If management doesn’t understand this problem, then your board and your business are in deep water (pun intended). If they haven’t planned for changes or are ignoring them, then your business is in a defensive position, not the proactive position it needs to thrive.
Most businesses simply don’t understand climate risk and how it impacts their business. Big carbon emitters see what’s in front of them, others don’t. It is not about ignoring, it is outright ignorance.
Boards of directors already face a plethora of reporting requirements, and there are more to come. If you don’t have a climate transition plan, banks will become increasingly suspicious while asset managers and investors will simply walk away. Although companies increasingly say “we will be carbon neutral by 2050”, stakeholders and investors want – and need – concrete plans showing the path and steps towards this goal.
Boards should also instill a culture of scenario planning. Without it, it’s like driving a car looking only in the rearview mirror and mirrors. Just ask the people of British Columbia, Canada what can happen if you don’t plan for what to expect in terms of climate change. Or in Australia and California, where fires have ravaged the landscape. Or western Germany and Belgium, where the floods killed more than 200 people.
It is not all gloomy. Boards have the opportunity to be part of the solution. For example, obtaining loans from the bank linked to carbon targets. Be like Ãrsted. This Danish company was formerly known as Dansk Oil and Natural Gas. It has gone from specializing in fossil fuels to renewable energies, and its market price is now higher than that of BP.
Actor 2: Diversity, equity and inclusion
Although many companies have realized that diversity takes many forms, including gender and gender identity, race and ethnicity, sexual orientation, lived experiences, socio-economic status , disability, age, political and religious beliefs, there are surprisingly many that still do not have. And these companies risk being left behind.
Simply put, engaging with a wider range of perspectives in decision making has been shown to lead to superior business performance and competitive advantage. If companies don’t embrace the value of Diversity, Equity and Inclusion (DCI), they will soon face major recruiting challenges. There will be no positive role models. The shrinking talent pool will mean less innovation, and there will be no place to hide disgruntled employees online when they share their stories on Glassdoor, Indeed and Twitter. In short, they will be excluded.
Investors will run a mile. The message will be âchange or you won’t see our moneyâ. Bottom line: these companies – I bet you can think of one or two – are what we call male, pale … and stale.
Yet companies that embrace DCI from the boardroom see opportunities opening up. They can attract a much larger pool of talent, thus bringing in more ideas and innovation. Their diversity goes beyond simple images on a website and they become a much more attractive prospect for banks and investors.
DCI reduces corruption and increases the positive outlook for a business. By having more women on the team, companies are taking less risk and asking the tough questions. They focus as much on social and environmental issues as on financial issues. These companies are ready for the future.
Player 3: Cybersecurity
Data security should be the top priority for administrators as it affects most of their customers.
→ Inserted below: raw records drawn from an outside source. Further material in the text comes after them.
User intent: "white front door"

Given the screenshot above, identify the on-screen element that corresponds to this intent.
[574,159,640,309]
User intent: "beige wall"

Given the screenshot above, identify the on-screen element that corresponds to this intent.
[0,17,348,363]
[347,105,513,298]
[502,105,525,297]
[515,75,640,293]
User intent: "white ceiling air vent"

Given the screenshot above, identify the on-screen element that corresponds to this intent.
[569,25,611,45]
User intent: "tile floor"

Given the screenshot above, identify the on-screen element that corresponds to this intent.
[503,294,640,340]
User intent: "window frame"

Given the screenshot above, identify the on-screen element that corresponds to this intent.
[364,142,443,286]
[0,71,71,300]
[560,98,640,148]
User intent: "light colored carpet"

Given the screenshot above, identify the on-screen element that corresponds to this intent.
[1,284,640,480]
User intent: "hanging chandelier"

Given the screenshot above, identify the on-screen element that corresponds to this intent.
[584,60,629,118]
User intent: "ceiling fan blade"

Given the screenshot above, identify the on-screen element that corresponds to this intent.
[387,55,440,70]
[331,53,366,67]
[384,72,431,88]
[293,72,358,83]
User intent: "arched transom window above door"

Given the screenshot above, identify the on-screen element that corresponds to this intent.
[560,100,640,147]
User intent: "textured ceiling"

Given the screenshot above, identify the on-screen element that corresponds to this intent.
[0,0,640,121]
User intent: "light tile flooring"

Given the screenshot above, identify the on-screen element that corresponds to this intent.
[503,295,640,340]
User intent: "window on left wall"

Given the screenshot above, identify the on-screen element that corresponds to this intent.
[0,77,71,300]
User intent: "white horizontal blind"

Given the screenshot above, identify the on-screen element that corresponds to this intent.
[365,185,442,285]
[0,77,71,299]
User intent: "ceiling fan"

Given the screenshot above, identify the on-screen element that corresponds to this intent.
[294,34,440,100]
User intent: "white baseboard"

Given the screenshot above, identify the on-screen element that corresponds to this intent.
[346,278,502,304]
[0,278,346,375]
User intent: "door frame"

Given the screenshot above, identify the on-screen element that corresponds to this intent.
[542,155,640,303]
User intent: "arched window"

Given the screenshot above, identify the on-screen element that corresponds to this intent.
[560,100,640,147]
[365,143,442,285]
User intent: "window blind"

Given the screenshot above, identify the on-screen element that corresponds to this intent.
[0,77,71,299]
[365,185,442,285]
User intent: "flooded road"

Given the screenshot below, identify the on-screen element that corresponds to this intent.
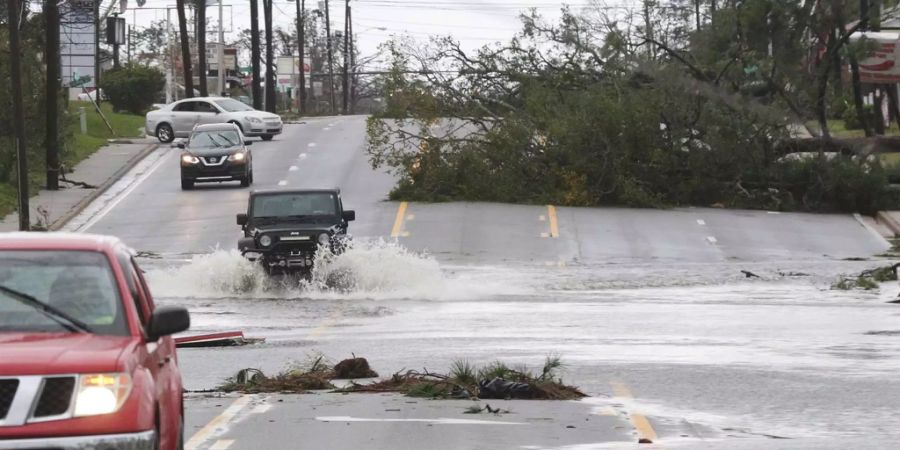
[63,117,900,449]
[137,242,900,448]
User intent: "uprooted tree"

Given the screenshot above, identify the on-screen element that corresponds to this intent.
[368,0,896,212]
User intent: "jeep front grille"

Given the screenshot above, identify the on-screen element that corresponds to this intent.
[0,380,19,419]
[34,377,75,418]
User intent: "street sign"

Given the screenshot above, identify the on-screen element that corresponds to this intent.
[69,72,92,87]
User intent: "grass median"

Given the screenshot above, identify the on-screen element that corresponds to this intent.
[0,101,144,222]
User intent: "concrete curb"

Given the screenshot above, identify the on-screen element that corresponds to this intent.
[875,211,900,239]
[853,213,897,247]
[49,143,159,231]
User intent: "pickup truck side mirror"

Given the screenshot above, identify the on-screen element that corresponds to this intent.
[147,306,191,342]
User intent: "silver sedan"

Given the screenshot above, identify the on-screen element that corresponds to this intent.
[146,97,283,143]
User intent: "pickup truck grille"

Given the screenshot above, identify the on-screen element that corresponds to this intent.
[34,377,75,418]
[0,380,19,419]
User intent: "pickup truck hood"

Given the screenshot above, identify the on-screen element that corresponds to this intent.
[0,333,134,376]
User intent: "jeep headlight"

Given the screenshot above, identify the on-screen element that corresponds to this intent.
[74,373,131,417]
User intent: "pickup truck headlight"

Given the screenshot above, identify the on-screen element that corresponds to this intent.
[75,373,131,417]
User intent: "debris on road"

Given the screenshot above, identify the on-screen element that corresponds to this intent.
[219,365,334,394]
[338,356,587,400]
[175,331,266,348]
[334,355,378,380]
[831,263,900,291]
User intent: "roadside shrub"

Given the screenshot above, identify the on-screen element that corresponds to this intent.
[100,64,166,115]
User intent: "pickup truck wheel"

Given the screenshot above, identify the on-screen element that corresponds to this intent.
[156,123,175,144]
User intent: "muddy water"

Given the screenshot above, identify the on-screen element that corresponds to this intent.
[144,246,900,446]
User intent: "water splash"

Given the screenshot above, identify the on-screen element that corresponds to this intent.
[147,240,533,300]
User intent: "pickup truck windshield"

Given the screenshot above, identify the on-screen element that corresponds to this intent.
[0,250,129,336]
[252,192,337,219]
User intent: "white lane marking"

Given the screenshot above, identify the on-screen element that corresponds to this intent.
[209,439,234,450]
[184,395,252,450]
[316,416,528,425]
[63,151,169,232]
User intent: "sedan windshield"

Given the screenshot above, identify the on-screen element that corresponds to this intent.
[253,193,337,218]
[188,130,241,148]
[216,98,254,112]
[0,250,128,336]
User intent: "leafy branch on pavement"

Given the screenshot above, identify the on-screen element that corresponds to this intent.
[831,263,900,291]
[367,0,900,213]
[337,356,586,400]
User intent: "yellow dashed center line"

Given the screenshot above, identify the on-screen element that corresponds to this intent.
[547,205,559,238]
[609,381,657,442]
[391,202,409,238]
[184,395,251,450]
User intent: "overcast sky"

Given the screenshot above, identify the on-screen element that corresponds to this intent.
[123,0,608,68]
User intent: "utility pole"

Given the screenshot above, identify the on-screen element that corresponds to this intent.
[197,0,209,97]
[347,10,356,114]
[6,0,29,231]
[176,0,194,98]
[250,0,266,109]
[297,0,306,114]
[341,0,350,115]
[44,0,60,191]
[217,0,228,97]
[263,0,277,113]
[325,0,335,114]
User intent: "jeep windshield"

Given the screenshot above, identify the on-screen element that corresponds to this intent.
[0,250,129,336]
[251,192,337,222]
[188,130,241,149]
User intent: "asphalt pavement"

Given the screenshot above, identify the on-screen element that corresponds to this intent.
[58,116,900,449]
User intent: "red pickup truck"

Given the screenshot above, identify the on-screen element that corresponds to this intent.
[0,233,190,450]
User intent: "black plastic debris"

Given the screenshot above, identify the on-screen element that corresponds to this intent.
[478,377,534,399]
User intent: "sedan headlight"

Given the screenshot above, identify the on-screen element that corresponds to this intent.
[74,373,131,417]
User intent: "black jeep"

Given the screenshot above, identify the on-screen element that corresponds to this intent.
[237,189,356,274]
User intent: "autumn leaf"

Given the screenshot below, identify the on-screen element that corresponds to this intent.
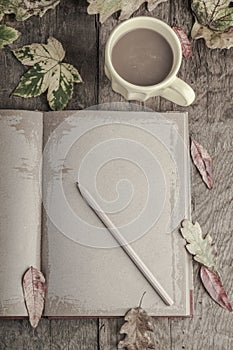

Smartphones and the internet have made data incredibly valuable, but the problem is, this rich resource is ubiquitous and vulnerable.
It is easy for companies and boards of directors to be held to ransom by a cyber attack. The price to be paid, whether financially or through reputational damage, can be punishingly high. The sleepless nights experienced by directors and senior executives are mild in comparison!
Just look at some of the most prominent victims of the past 10 years. Yahoo (three billion hacked accounts); Alibaba (1.1 billion data points lost); LinkedIn (700 million users); Facebook (533 million users); Marriott International (500 million customers). The list is lengthened increasingly. There’s no reason to think your business couldn’t be next.
Every competent board should have as close an eye on company data policies as monthly financial statements. Data is an invaluable asset, helping companies refine their strategies to refine their margins, while AI and machine learning offer potential efficiencies and benefits that we have only started to scratch the surface.
Planks should start from the top. Stand up for responsible use of data and ask tough questions about how it is used. Invest in better security to protect it. Quickly identify vulnerabilities. Establish best practices. And don’t let IT fix the problem!